Cement players who will showcase their abilities to go green will have the advantage in the long term – both in operational efficiencies as well as stock valuations, says Vaibhav Agarwal of PhillipCapital.
We attended a two-day conference organised by the INDIAN CEMENT REVIEW in Mumbai to discuss future opportunities and the way ahead. The agenda was to discuss the implications of infrastructure development on cement demand, space for opportunities such as composite cement, and most importantly, how the industry can reduce its carbon footprint. The conference was followed by an awards ceremony where leading personalities and companies were felicitated for their contribution to the sector.

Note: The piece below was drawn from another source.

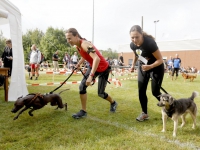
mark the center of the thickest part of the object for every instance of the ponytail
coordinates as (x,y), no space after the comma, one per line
(139,29)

Dalmia Bharat, JK Cement, JK Lakshmi Cement, Deccan Cement and NCL Industries were some of the corporate awardees and Lifetime Achievement Awards were presented to MH Dalmia (OCL), Yadupati Singhania (JK Cement), PR Ramasubrahmaneya Rajha (Ramco Cement) and Umesh Shrivastava (Holtec Consulting).
The key takeaways are:
A step forward to convert itself to a SMART manufacturing sector, making the sector Sustainable, Measurable, Agile, Responsible, and technology-oriented, was the key agenda.
Conserving natural resources such as limestone, coal, minerals and lowering the carbon footprint was the underlying theme.
Consolidation will continue and entry barriers are now very strong.
It was emphasised that every manufacturer needs to identify its competitive edge for survival. Players who are able to differentiate themselves on operating parameters will be the new leaders in the industry.
Many newcomers may find it difficult to establish their mark and will be the eventual targets.
Composite cement is the next new thing
Composite cement means manufacturing cement through a mix of clinker (35-65 per cent), slag (20-50 per cent), and fly ash (15-35 per cent). With lower clinker factor, this will mean significant reduction in thermal energy consumption, lower carbon emissions, as well as preservation of natural resources. Research on this subject conducted by the industry showcases that the limestone requirement can come down to 0.60x per tonne of clinker (vs 1.43x currently for OPC) and carbon emission and energy consumption parameters can be lower by 58 per cent.
However, given that slag is not widely available across all parts of the country, adaptability of this new product by the industry is debatable.
Industry focus is utilisation ramp-up
None of the manufacturers present talked of capacity expansions. Even the newcomers present were cautious about giving guidance on capex. All understood that sufficient capacity is available in the sector and the immediate focus is only utilisation ramp-up with a firm and stable pricing environment.
Our takeaways:
Companies that are innovative and focused on efficiency improvement will have the advantage over players who lack these skill-sets (Dalmia Bharat leads the pack here).
Industry is cautious about overcapacity and no material incremental capex announcements will be made before the end of FY18.
Going green is the next big agenda for the industry and players who will showcase these abilities will have the advantage in the long term – both in operational efficiencies as well as stock valuations.
We understand that Dalmia Bharat is an industry leader in such green initiatives in the sector. Some of its internal targets give us the confidence that this thrust will prevail at Dalmia Bharat.
They include: (a) to be water positive in every plant by 2017; (b) 0.515 tonne of target carbon emission (0.526 currently, 0.66 industry) and (c) to rely on only renewable energy by 2030.